Danny grinned as he heard the first bars of Shirley Bassey's 'History Repeating'. 'Good choice, man.' The song wrapped its rich, rough sound around us so completely it seemed to be oozing out of the walls. We all danced, even Lucas who usually appointed himself DJ to avoid having to. Danny stood in front of the fire, gyrating his hips so provocatively I felt indecent for seeing it. His jeans, which he always wore at holster-level, looked about to slide off him entirely.
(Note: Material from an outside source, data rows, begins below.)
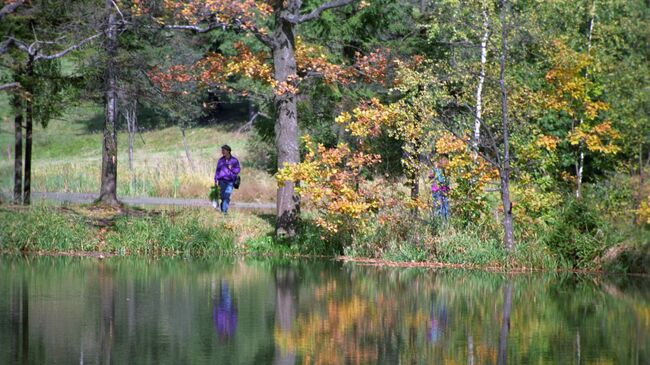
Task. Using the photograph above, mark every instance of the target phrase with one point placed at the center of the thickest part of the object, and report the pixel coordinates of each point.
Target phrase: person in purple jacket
(225, 176)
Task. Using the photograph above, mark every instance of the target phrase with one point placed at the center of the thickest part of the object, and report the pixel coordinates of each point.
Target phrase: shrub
(577, 235)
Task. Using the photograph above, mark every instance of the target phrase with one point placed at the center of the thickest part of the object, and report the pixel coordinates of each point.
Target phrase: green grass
(42, 229)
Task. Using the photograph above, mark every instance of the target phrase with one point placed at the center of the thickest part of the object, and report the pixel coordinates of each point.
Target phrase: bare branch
(223, 26)
(10, 8)
(69, 49)
(314, 14)
(195, 28)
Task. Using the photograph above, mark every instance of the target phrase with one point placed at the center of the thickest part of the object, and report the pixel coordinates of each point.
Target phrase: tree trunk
(479, 88)
(187, 150)
(29, 122)
(580, 167)
(286, 125)
(639, 195)
(502, 357)
(18, 151)
(108, 189)
(504, 171)
(131, 115)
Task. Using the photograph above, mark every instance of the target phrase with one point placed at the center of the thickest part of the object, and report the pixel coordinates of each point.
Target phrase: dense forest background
(540, 110)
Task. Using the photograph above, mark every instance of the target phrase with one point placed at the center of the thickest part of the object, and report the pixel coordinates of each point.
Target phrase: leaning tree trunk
(504, 170)
(108, 189)
(580, 164)
(29, 122)
(481, 79)
(286, 125)
(18, 152)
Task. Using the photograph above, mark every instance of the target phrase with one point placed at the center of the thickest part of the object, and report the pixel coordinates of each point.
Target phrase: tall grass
(43, 229)
(170, 236)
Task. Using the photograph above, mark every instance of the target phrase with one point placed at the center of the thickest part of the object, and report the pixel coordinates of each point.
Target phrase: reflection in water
(106, 327)
(285, 313)
(505, 324)
(437, 322)
(224, 314)
(130, 311)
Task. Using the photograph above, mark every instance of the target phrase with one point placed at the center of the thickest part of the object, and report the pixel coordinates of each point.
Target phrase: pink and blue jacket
(227, 169)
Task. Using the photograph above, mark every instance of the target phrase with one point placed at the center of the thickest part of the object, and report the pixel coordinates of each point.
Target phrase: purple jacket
(227, 170)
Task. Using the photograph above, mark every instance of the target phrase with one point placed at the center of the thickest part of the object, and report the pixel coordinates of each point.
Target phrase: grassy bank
(67, 158)
(205, 233)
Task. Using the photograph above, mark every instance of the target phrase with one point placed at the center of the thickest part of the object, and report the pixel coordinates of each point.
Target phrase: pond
(171, 311)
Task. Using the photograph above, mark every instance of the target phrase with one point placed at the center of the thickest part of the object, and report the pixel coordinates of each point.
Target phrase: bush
(577, 234)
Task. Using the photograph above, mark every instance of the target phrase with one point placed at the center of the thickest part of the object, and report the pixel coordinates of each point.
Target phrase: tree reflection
(505, 324)
(224, 313)
(285, 313)
(107, 322)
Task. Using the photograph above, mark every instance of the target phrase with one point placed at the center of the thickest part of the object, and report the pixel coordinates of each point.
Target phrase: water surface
(59, 310)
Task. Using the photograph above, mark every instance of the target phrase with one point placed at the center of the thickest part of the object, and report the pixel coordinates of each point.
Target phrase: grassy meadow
(67, 158)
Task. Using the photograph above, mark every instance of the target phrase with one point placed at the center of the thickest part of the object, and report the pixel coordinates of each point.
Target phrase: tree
(35, 73)
(108, 188)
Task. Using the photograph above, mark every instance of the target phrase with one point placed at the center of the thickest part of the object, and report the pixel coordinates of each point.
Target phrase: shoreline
(363, 261)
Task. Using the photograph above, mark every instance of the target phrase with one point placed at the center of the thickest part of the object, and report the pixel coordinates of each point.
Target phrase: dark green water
(133, 311)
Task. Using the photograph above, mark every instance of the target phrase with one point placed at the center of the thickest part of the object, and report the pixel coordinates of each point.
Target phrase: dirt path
(80, 198)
After a few songs, I started to cough. Clearly we had raised old dust. Greg, dancing next to me, touched my arm. 'Are you all right? You're asthmatic.' It wasn't a question and I wondered how he knew.
'Inhaler's in my coat,' I said. 'I'll get it.' My chest was getting tighter. Near my diaphragm, my lungs felt inert; my breath was shallow and ineffectual.
It was colder in the hall again. Quiet, too. Although I knew the music was loud, the drawing-room door was so solid that I could only just hear it. I groped quickly in my coat pocket for the inhaler. People are confused about asthma: they think that you can't breathe in. In fact, what you can't do is breathe out. It's like being buried alive; there's nowhere for the dead air to go.
After a couple of shots of Ventolin, I began to relax. I coughed to clear my chest and the sound echoed through the house. I looked up, seeing the balconied floors tiered above me, unlit. All the doors leading off the hall were closed. There was a passageway opposite, leading darkly away to the back of the house.
I had the sudden sense that there were eyes on me. 'Lucas?' I said, more to puncture the silence than expecting an answer. I knew I was the only person in the house who wasn't in the drawing room. My skin prickled. The sound of my voice played in my ear. I took a breath and forced myself to stand still for a minute and look into the unlit corners away from the lamps and up above my head to the landings. I half expected to see someone there, leaning over the banisters watching me. There was nothing. And yet there was. It seemed to me that there was something lurking, something that was not benevolent. With a sudden swell, the darkness seemed to gather around me. A rushing started in my ears, as if the walls themselves were whispering. I couldn't stand it any longer. I yanked the drawing-room door open and threw myself back into the blaze of light and sound.
'All right?' Lucas was standing just inside.
'Just wheezing a bit. I've had some Ventolin.' I smiled. My fear felt irrational and ridiculous now.
'Good.' He handed me my glass. 'We've finished the champagne I brought up. I'll go and get some more so we're ready for midnight. Back in a minute.'
I sat down on the edge of the fireguard, glad to have the heat on my back. The chill was still on my skin. Michael came to sit next to me and we watched the dancing, Danny with Martha, Greg with Rachel. Rachel stood on tiptoe to whisper something in Greg's ear; he laughed and bent his head to kiss her.